Gülistan Hussein de Suriye'nin Kamışlı kentinde 2 yıl önce 4 çocuğu ve eşiyle birlikte Türkiye’ye sığınmış. Dernekle yolu kesiştikten sonra, ailesi için bir şeyler yapabilmenin mutluluğunu yaşadığını anlatan Hussein, insanlardan projelerine destek olmalarını beklediklerini söylüyor.

“Dernek sayesinde birçok sıkıntımızı aştık. Özellikle çocuklarımız okula gittikleri için masraflarımız çok oluyor. Buradan kazandığımız cüzi para, bu ihtiyaçlarımızı az da olsa karşılamamıza yardımcı oluyor. Evimize soba alabiliyoruz. Ama tabi ki burada kazandığımız yeterli olmuyor.
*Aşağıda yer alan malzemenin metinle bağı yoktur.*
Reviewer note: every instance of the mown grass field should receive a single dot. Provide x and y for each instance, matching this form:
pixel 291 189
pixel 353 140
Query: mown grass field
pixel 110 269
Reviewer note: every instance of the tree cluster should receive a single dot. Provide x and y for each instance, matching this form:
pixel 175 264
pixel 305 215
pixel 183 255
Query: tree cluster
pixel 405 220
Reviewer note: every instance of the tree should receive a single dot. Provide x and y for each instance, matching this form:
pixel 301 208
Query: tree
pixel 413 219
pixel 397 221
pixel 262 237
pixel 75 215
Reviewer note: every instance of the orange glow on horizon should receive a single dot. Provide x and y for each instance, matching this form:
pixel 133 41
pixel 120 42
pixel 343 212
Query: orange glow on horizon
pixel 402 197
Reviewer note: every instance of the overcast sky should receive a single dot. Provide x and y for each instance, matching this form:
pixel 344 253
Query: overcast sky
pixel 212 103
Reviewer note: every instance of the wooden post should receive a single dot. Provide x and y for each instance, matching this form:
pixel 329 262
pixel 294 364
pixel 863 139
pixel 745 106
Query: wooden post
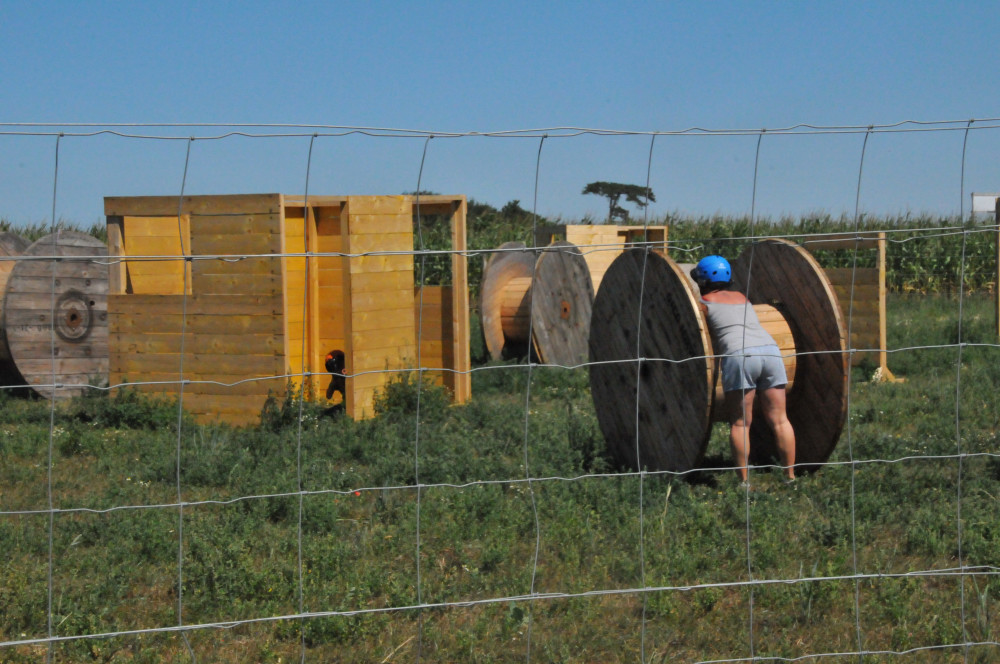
pixel 996 281
pixel 315 362
pixel 883 355
pixel 460 304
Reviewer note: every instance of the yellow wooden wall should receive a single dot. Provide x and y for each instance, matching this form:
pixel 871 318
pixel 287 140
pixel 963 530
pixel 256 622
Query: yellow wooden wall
pixel 245 315
pixel 433 317
pixel 232 319
pixel 379 325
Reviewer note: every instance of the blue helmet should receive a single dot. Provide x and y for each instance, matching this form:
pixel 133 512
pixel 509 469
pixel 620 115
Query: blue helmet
pixel 713 269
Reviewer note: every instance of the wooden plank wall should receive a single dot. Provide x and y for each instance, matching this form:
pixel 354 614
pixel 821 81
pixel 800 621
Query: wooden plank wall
pixel 156 236
pixel 330 300
pixel 228 338
pixel 295 307
pixel 377 289
pixel 234 328
pixel 433 317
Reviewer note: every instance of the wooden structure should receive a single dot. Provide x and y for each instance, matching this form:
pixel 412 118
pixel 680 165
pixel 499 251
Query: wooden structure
pixel 663 356
pixel 54 313
pixel 544 295
pixel 257 289
pixel 861 292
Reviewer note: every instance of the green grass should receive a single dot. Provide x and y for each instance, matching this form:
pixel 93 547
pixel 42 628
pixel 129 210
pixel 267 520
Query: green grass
pixel 117 570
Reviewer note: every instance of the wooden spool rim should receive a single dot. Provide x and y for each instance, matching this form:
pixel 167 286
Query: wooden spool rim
pixel 562 297
pixel 511 260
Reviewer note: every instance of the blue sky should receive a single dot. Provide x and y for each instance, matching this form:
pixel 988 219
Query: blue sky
pixel 468 67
Sizlerin de bu projemizi yayarak yardımlaşma ağımızı biraz daha genişletmemize ve daha fazla insana ürettiğimiz bu ürünleri ulaştırmamıza yardımcı olmanızı bekliyoruz.”

OKDER Okmeydanı Sosyal Yardımlaşma ve Dayanışma Derneği Başkan Yardımcısı Songül Yarar Dede, çocukları olduğu için dışarıda çalışamayan Suriyeli kadınlarla tanıştıktan sonra, onların her gün derneğe gelmeye başladığını anlattı. “Onların sorunlarını dinledik ve onlar için neler yapabileceğimizi düşündük” diyen Songül Yarar Dede, Suriyeli kadınları reçel, turşu ve salça gibi şeyler üretmeye ikna ettiklerini ve bu şekilde yola çıktıklarını söylüyor. Başlangıçta gönüllülerin temin ettiği malzemelerle üretime başladıklarını anlatan Dede, zamanla ürettikleri reçellerden, turşulardan elde edilen gelirlerle Suriyeli kadınların kendi ayakları üzerinde durmalarına yardımcı olmaya çalıştıklarını ancak yeterli bir gelir elde edemediklerini belirtti. Projelerine destek çağrısında bulunan dernek başkan yardımcısı, savaş mağdurlarına az da olsa bir faydalarının olabilmesi için çaba gösterdiklerini söyledi.